He is the author of “Learning to Die in the Anthropocene: Reflections on the End of a Civilization” (City Lights, 2015) and the novel War Porn (Soho Press, 2016). His essays, journalism, short fiction, and reviews have appeared widely. In addition, he co-edited Fire and Forget: Short Stories from the Long War (Da Capo, 2013). Scranton’s New York Times essay “Learning How to Die in the Anthropocene” was selected for The Best American Science and Nature Writing 2014, and his essay “The Terror of the New” was selected as a notable essay in Best American Essays 2015. He was the recipient of a Mrs. Giles G. Whiting Fellowship in the Humanities (2014–2015), won the Theresa A. White Literary Award for short fiction (2009), and was a post-doctoral fellow at the Center for Energy and Environmental Research in the Human Sciences at Rice University (2016). Currently, he teaches creative writing at the University of Notre Dame.

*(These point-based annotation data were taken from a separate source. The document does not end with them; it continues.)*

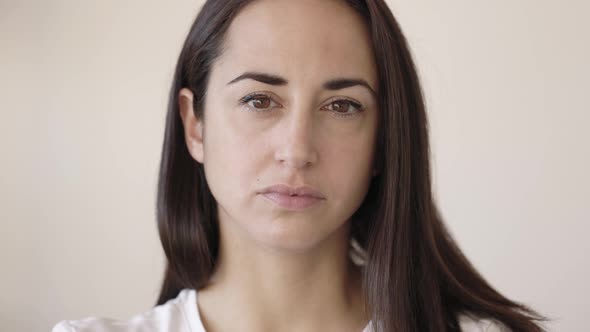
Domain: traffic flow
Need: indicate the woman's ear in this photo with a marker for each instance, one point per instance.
(193, 127)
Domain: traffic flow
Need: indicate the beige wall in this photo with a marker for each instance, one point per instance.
(82, 99)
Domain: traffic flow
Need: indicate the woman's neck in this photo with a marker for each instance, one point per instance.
(256, 288)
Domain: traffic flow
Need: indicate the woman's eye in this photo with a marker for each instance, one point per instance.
(258, 102)
(345, 107)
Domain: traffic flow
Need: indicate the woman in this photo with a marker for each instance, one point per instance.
(295, 190)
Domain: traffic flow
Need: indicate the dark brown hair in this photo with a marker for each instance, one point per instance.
(416, 278)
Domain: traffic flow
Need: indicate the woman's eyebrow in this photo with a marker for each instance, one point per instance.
(335, 84)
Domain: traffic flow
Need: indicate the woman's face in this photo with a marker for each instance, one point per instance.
(291, 100)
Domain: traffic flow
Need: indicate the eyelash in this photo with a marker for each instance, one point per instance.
(257, 95)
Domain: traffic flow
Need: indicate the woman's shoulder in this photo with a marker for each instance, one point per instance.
(174, 315)
(469, 323)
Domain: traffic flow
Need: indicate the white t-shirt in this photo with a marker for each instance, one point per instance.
(181, 315)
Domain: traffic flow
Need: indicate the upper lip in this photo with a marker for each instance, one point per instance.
(288, 190)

Scranton’s debut novel, War Porn, has been described by the Wall Street Journal as, “One of the best and most disturbing war novels in years.” The words “disturbing” and “brutal” have surfaced in many of the reviews of War Porn. Perhaps, this assertion comes because in his novel Scranton holds nothing back, while North American society seems to have a one track mind on the image of a war hero, reminiscent of “The Soldier,” by Rupert Brooke. Scranton has admitted that by all accounts the novel was completed in 2011, but because of societal constructs around the image of American soldiers, publication during that time was out of the question. Through this lens, Scranton’s novel is akin to “Dulce et Decorum Est,” by Wilfred Owen, and the uneasy feeling that most reviewers have is not directed at the reality that Scranton portrays on the page but at the juxtaposition of a reality based on firsthand experience vs. the imagery of an ideology. In War Porn, the characters seem to implore that there is no utopian war, there is no utopian soldier. There is only war and its effects on humanity.
Roy Scranton’s reading on September 21st will surely be interesting, and more than that it will open the door for the audience to not only question him as a writer and as a veteran, but also open the door for them to ask themselves what it means to exist in a world bombarded with war porn.